Ok Plaz  :angel:  They leave the fickle stuff alone as I see it. I'm seriously considering going with them so I can be the guinea pig.


----------



## Iniquity (Sep 3, 2003)

Dr. Phil said:


> Not to step on any ones toes but had you considered the Rogue pulleys :dunno: I have been quite pleased with their products and they ship things ASAP......as in no delay :tsk:


I'm highly considering them as an alternative... PLUS.. RENNsport uses them.. and I trust RENNsport's tuning abilities..

I'm also considering eurosport's new pulleys... the intro price is $249 + shipping..

but not sure if it's worth the extra $80

their pulleys look sharp.. they look more like afermarket wheels as opposed to pulleys.. and they also replace the alternator pulley (choice between lightened or underdriven.. i would go lightened myself..)

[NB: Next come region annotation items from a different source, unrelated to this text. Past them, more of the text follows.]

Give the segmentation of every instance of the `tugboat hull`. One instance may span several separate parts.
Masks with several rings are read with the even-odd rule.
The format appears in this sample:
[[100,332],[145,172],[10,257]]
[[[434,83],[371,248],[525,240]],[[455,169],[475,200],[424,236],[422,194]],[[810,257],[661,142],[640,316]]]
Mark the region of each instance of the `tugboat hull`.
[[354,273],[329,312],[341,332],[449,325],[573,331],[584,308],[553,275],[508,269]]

but again.. not really sure about it.. only reason I'm really going with UUC is because I'm guessing theirs are slightly lighter than Rogue's.. and they're a bit cheaper right now..


----------



## Iniquity (Sep 3, 2003)

rumratt said:


> On Rogue's site they claim their pulley set give 6.7 HP and 2.7 ft*lb of torque.  Not a lot for $178, and the potential risk of underdriving certain engine parts.


6.7HP and 2.7 ft-lb tq at the wheels for less than $200..

with all things considered... an $600-$800 exhaust will probably produce around the same amount of HP at the wheels..... albiet an exhaust will produce more torque.. but for $200.. pulleys really are the best bang for the buck mod...


----------



## Emission (Dec 19, 2001)

1. Lighter Wheels.

2. Suspension Upgrades.

3. Exhaust and Intake.

I wouldn't waste money anywhere else.


----------



## Dr. Phil (Dec 19, 2001)

Emission said:


> 1. Lighter Wheels.


I know Clem  This will be a harder sell to the Mrs. since I already have 2 sets (winter ones).



Emission said:


> 2. Suspension Upgrades.


I am leary of lowering my car at this point but sways are coming soon. In your opinion (chime in Tanin or others too  ), which would you recommned :dunno: Would a rear only application make any sense :dunno:



Emission said:


> 3. Exhaust and Intake.
> 
> I wouldn't waste money anywhere else.


I don't want the CAI hiss this time but an exhaust is also on the list of to be dones. Again, it will be hard for me to explain to the Mrs. why I spent $800 or so to replace something that was not broke


----------



## Andy (Jul 16, 2003)

marvelphx said:


> Keep an eye out the new my330i Project ZHP. There will be plenty of stuff noone has even seen yet...
> 
> And yes, with the 6-speeds came a new software version from Seimens - MS45.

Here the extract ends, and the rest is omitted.